I’ve mentioned the franchise-changing trades made by the teams that reached the 2015 World Series so often that you know them by heart, but here they are again: In December 2010, the Royals sent Greinke, the 2009 American League Cy Young winner, to Milwaukee for Lorenzo Cain and Alcides Escobar; in December 2012, the Mets sent R.A. Dickey, the newly minted National League Cy Young winner, to Toronto for a package including Noah Snydergaard and Travis d’Arnaud.
Coppolella and I had lunch in late October, and he cited the then-ongoing postseason as his template. A rebuilding team must take considered risks and seize its chances. Trading Miller to Arizona ticked both boxes. Miller’s value might never be higher. As good as he was last season, he ranked ninth-worst among NL pitchers who worked 150 innings in xFIP, a measure of fielding independent pitching that factors home-run rate against a pitcher’s expected home-run rate; xFIP is seen as a leading indicator of future performance. And if the Royals and Mets could trade Cy Young winners, why couldn’t the Braves part with Miller, merely an All-Star?

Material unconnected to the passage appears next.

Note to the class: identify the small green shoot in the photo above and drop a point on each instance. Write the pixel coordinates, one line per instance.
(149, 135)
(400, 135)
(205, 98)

That said, the return on this — two of Arizona’s top three prospects, both ranked among the top 61 in baseball by MLB.com, plus a proven big-league outfielder who’s only 25 — was astonishing. On Thanksgiving, I mentioned that the Braves needed to throw their disgruntled fans a bone; those fans were just served T-bone steak. This was the move a bad team has to make to hasten the process of getting good. This was a master stroke.